La Commissione europea ha respinto ieri l’ultima proposta a firma Theresa May, alla disperata ricerca di un piano per risolvere la questione dei rapporti con l’estero. Il primo ministro sperava infatti di riunire il suo gabinetto proponendo a Bruxelles di creare un "meccanismo indipendente" per valutare un accordo doganale temporaneo nell’attesa che il Regno Unito definisca le proprie condizioni di Brexit.
La risposta dei funzionari europei non si è fatta attendere, suscitando i timori relativi al fatto che l’assenza di un accordo in sede di negoziati possa tradursi in un no-deal, ovvero in una separazione “hard”.
Come riportato da Bloomberg, il Consiglio dei Ministri avrebbe dovuto incontrarsi lunedì per firmare il piano del ministro May, tradottosi in un nulla di fatto.

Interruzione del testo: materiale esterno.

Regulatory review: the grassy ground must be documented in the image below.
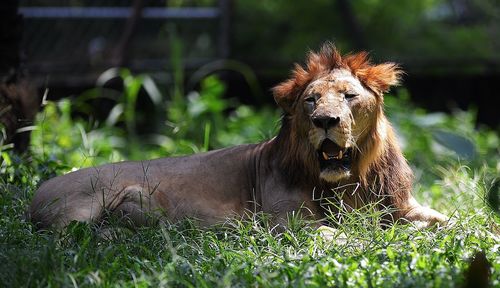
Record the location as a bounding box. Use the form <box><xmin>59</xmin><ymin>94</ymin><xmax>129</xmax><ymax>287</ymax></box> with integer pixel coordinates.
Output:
<box><xmin>0</xmin><ymin>79</ymin><xmax>500</xmax><ymax>287</ymax></box>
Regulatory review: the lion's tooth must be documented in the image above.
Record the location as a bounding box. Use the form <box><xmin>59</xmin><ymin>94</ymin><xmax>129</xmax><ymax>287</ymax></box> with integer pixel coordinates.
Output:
<box><xmin>323</xmin><ymin>151</ymin><xmax>329</xmax><ymax>160</ymax></box>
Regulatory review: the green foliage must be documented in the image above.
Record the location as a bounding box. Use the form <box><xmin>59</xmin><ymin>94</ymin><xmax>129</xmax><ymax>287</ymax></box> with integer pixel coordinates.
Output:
<box><xmin>0</xmin><ymin>74</ymin><xmax>500</xmax><ymax>287</ymax></box>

Per rispettare il piano della premier inglese di un accordo siglato entro la fine di novembre, l'ultima settimana utile potrebbe essere questa settimana.

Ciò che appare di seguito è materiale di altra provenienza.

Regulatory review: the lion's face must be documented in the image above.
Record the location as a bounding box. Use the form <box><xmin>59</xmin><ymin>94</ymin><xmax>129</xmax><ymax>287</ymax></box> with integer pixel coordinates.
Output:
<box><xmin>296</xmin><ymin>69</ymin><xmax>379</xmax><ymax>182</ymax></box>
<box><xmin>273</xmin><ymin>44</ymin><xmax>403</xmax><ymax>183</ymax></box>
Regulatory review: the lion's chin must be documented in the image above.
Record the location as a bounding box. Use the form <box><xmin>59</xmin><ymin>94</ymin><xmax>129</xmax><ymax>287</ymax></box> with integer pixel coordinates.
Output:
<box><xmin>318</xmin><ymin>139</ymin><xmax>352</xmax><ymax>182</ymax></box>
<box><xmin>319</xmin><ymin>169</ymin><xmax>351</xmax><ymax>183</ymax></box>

Una Brexit versione hard è ancora possibile
Tra le questioni al centro del dibattito, le divergenze sul confine tra Irlanda del Nord (attualmente sotto il governo inglese) ed Irlanda. A proposito, grande curiosità ha riscosso la dichiarazione di un imprenditore (Kevin Mc Guire) di Casteblayney, comune al confine tra le due terre: “Se si stabilisse un confine rigido tra Irlanda e Irlanda del Nord" ha dichiarato Mc Guire, "molti nostri lavoratori dovrebbero attraversare la frontiera quattro volte solo per andare al lavoro e tornare a casa la sera. È assolutamente ridicolo".

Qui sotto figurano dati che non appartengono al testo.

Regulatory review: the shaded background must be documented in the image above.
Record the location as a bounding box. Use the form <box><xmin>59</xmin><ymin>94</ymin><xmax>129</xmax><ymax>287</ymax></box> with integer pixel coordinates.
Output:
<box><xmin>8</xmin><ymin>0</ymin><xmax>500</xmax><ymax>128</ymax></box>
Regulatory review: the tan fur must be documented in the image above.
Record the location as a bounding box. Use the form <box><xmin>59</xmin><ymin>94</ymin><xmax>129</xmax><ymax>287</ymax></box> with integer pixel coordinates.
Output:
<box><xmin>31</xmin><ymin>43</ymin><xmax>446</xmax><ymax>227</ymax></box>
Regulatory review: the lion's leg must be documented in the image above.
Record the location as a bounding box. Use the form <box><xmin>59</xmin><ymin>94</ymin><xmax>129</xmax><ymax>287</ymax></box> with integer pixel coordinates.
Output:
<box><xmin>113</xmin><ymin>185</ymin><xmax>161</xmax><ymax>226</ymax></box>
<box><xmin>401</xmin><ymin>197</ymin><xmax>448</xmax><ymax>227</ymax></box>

Governo May: quattro ministri pronti a lasciare. Opposizione alla Brexit
Secondo quanto reso noto ieri dal Sunday Times, inoltre, dopo le dimissioni annunciate lo scorso venerdì dal ministro per i trasporti, Jo Johnson (fratello di Boris, in carica fino al luglio 2018 come Segretario di Stato per gli Affari Esteri e del Commonwealth), altri quattro ministri dell’esecutivo sarebbero pronti a lasciare il governo May in opposizione alla Brexit.
Ad aggiungere incertezze, è giunta nelle scorse ore l’opinione del ministro ombra britannico per la Brexit, Keir Starmer, secondo cui l’uscita della Gran Bretagna dall’Ue "potrebbe esser fermata". Secondo lo stesso, tuttavia, “la vera domanda da porsi ora è: quali decisioni dovremo prendere nelle prossime settimane/mesi?". Starmer ha quindi lanciato la provocazione: “Se l'accordo venisse bocciato, dovremmo prepararci nuove elezioni”. Ciò sarebbe in contrasto con quanto dichiarato negli scorsi mesi dal leader dei Labour, Jeremy Corbyn, secondo cui: "Non possiamo fermarla. Il referendum c'è stato. L'Articolo 50 è scattato. Quello che possiamo fare è riconoscere le ragioni per cui la gente ha votato di lasciare l'Unione”.
Brexit: l'uscita del 29 marzo e il periodo di transizione
Sebbene la data dell’uscita del Regno Unito dall’Unione sia fissata il 29 marzo 2019, Londra e Bruxelles potrebbero aver tempo fino all’inizio del 2021 per negoziare gli accordi definitivi. Il primo ministro britannico avrebbe infatti confermato l’idea di considerare un ampliamento del periodo di transizione (ora al 20 dicembre 2020) di alcuni mesi (tre), purché sia chiaro dal principio come l'UK ne uscirà. Ciò permetterebbe ad aziende e mercati di adattarsi in maniera graduale alla separazione della nazione dall’Europa. In tale fase la Gran Bretagna continuerebbe a rispondere delle decisioni e delle normative europee, senza però prende parte al processo decisionale.
Intanto, in mattinata il premier spagnolo, Pedro Sanchez (Partito socialista operaio), ha rivolto il proprio monito a May, consigliandole di indire un secondo referendum sulla Brexit ed avvertendo che il Paese avrebbe imboccato la via “dell’egocentrismo". "Se io fossi Theresa May” ha dichiarato Sanchez “indirei un secondo referendum. Senza dubbio".